Le Ministre : Plus généralement, je ne vois pas où est la contradiction en l'espèce. Quel est le but politique de la France, politique cette fois-ci, dans l'ex-Yougoslavie ? C'est de parvenir évidemment à une solution globale et c'est en même temps de faire en sorte que les résolutions du Conseil de sécurité soient appliquées, en particulier que les zones de sécurité soient protégées. C'est cela qui a pu peut-être, indépendamment du phénomène très précis que vient d'évoquer Mme Michaux-Chevry, provoqué la réaction serbe, donc il y a parfaite convergence entre les objectifs. Nous nous battons, nous, pour protéger les populations à Gorazde, par la force quand c'est nécessaire. Les ONG se battent pour faire parvenir leur aide : Je ne vois pas où est la contradiction politique là. Pas du tout, il y a même une convergence.
Q. : Monsieur le Ministre, je voudrais savoir de quelle manière vous avez rappelé l'attachement de la France au respect des Droits de l'Homme au Président Abdou Diouf, président du Sénégal, pays dont les leaders d'opposition sont en prison depuis plus d'un mois ?
Le Ministre : J'ai dit au Président Abdou Diouf, y compris dans un toast public, au cours du déjeuner que je lui ai offert, que la France souhaitait que la justice sénégalaise, qui est saisie de ce problème, puisse le régler le plus vite possible et que le procès ne traîne pas. Il y a une procédure judiciaire, c'est dans ce cadre que cela doit se régler. Et donc là aussi, le message a été envoyé.

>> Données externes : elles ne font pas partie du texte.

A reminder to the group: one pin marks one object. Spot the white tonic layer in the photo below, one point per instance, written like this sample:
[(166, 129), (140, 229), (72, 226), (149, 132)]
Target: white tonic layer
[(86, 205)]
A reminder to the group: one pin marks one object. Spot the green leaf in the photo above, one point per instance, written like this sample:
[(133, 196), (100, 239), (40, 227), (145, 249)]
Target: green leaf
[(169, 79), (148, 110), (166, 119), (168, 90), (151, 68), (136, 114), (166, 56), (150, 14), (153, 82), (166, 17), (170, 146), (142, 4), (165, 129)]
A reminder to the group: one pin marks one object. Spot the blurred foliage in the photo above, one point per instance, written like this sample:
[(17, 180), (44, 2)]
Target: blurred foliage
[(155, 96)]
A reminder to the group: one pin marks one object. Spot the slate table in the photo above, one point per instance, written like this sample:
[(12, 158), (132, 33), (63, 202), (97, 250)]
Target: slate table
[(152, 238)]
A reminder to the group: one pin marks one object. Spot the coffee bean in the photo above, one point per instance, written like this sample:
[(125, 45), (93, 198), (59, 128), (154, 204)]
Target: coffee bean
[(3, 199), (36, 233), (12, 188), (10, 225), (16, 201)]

Le Ministre délégué : Comme on le voit dans d'autres pays, au Guatemala par exemple, où nous avons des Français incarcérés depuis plus deux ans et qui ne sont pas passés en justice ! Nous ne restons pas insensibles à la défense des Droits de l'Homme et à la liberté de nos concitoyens, dès que nous sommes saisis d'une violation quelle qu'elle soit des Droits de l'Homme, nous intervenons systématiquement. Et il est important que ce ministère des Droits de l'Homme soit rattaché au ministère des Affaires étrangères, car cela nous permet d'intervenir de façon beaucoup plus rapide grâce à nos ambassadeurs sur le terrain.
Le Ministre : Si l'on continue à prolonger la liste et on pourrait le faire pendant toute la journée vraisemblablement, on en arrive à quelle conclusion ? Est-ce que la France devrait refuser de dialoguer avec tous les pays dans lesquels se posent des problèmes relatifs aux Droits de l'Homme ? La réponse à cette question, elle est déjà connue, elle est négative. C'est par le dialogue qu'on peut continuer à dire « Voilà ce que nous demandons et même ce que nous exigeons ». Parfois évidemment, quand les choses atteignent des propositions insoutenables, il faut mettre le seuil bas naturellement, alors le dialogue n'est plus possible et la force internationale doit être utilisée. Mais, la plupart du temps, je crois que c'est par le dialogue que la France peut faire passer ce message, c'est une vérité d'évidence.